Matt Shanahan went further, declaring that “it now appears obvious that Minister Simon Harris cannot control those charged within and subordinate to his Department to oversee equitable healthcare delivery with respect to South East cardiac care”.
Referencing the National Review of Cardiac Services sanctioned by Health Minister Simon Harris, which is not due to be completed until June of next year, Mr Shanahan offered a reminder of a commitment offered by the Minister when announcing the review. “He gave an undertaking that no cardiac centre in the country would be allowed to expand (during the review period). At the same time, the Department of Health has accepted a business case to provide two new interventional Cath Labs to St Vincent’s Hospital (in Dublin). This appears contrary to normal health planning given that this service is not a national designated PPCI centre and was only carrying out a four-day elective list.”
When the St Vincent’s issue was raised with Minister Harris by TD David Cullinane (SF), “backed up by the Head of Ireland East Hospital Group”, the Deputy was told “that the proposed installation was replacement of two previous Cath Labs on site,” as Mr Shanahan put it. He added: “The latest ACS report appears to give clear indication that this is patently untrue. The report cites there being only one Cath Lab at St Vincent’s up to 2016 and the report goes on to recommend delivering a second Cath Lab to that centre in 2019. This situation can also be backed up by the centres annual procedures activity which is one half (50 per cent) the number done by the single lab at UHW. How could a non PPCI designated centre doing half the procedures of UHW be upgraded and fast tracked by the Department in 2017?”
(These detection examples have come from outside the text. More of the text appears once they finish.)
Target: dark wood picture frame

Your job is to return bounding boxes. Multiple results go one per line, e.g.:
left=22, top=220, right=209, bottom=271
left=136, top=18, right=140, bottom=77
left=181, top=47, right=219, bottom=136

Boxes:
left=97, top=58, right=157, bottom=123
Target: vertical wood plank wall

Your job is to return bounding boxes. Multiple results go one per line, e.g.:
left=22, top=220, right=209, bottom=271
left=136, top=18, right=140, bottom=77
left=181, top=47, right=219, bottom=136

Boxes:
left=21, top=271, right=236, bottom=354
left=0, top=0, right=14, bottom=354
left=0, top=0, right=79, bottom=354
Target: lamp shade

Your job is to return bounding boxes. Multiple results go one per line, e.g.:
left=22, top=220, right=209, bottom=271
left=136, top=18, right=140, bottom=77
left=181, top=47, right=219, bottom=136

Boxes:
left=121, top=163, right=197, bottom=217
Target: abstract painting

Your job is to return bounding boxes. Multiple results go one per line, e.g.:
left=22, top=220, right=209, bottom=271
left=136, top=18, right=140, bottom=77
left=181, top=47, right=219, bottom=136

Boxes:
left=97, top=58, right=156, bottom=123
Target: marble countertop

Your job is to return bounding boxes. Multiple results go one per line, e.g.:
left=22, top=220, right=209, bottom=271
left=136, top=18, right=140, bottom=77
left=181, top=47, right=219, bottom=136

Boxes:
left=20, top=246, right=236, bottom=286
Matt Shanahan expanded: “This in turn raises another significant matter – either the Minister deliberately lied to Deputy Cullinane or else the Minister was misled by the Ireland East Statement confirming two labs. One supposes that given each Cath Lab has a value of €4 million to €6 million (in) annual asset audits would inform the head of a hospital group before making such a declaration to his line Minister? Either way someone is not telling the truth.” In the ACS report prepared by Professor Kieran Daly he states that “those who go directly to a PPCI centre, whether by ambulance or through their own resources, had double the likelihood of getting timely treatment with PPCI compared with patients who arrived following inter-hospital transfer (41%)”.
Said Matt Shanahan: “Considering that UHW is the only designated PPCI centre that refers emergency patients to other centres 121 hours each week, Professor Daly is acknowledging that these patients are being compromised through failure to receive treatment within the clinical standard time. Professor Daly may be referencing the idea of using a Helicopter Rescue service but given costs and flying restrictions expanding the UHW Cath Lab centre activity would be far less expensive and have a far greater impact to a wider group of patients. Given the status quo is a Department of Health enforced service criterion affecting patients attending UHW which is a designated PPCI centre, it would appear a legal basis may exist for ‘injury claims’ given the Clinical Service Standard is knowingly and regularly breached as evidenced by the report.”
Mr Shanahan also noted that no HSE-approved reviews had yet to reference the “new €250 million Kilkenny/Wexford River crossing delivering patients to UHW from Wexford to Waterford in 25 minutes”. He states: “If a part-time service in the South East can deliver more output per annum than a doubly scaled 24 hour service centre with double staff rota, then why not invest more in the efficient centre? The recommendation in the (ACS) report to provide only additional diagnostic capability at UHW while investing in an already over resourced service configuration in the Capital is testament to a deliberate downgrading of one of the most efficient service units in the State.”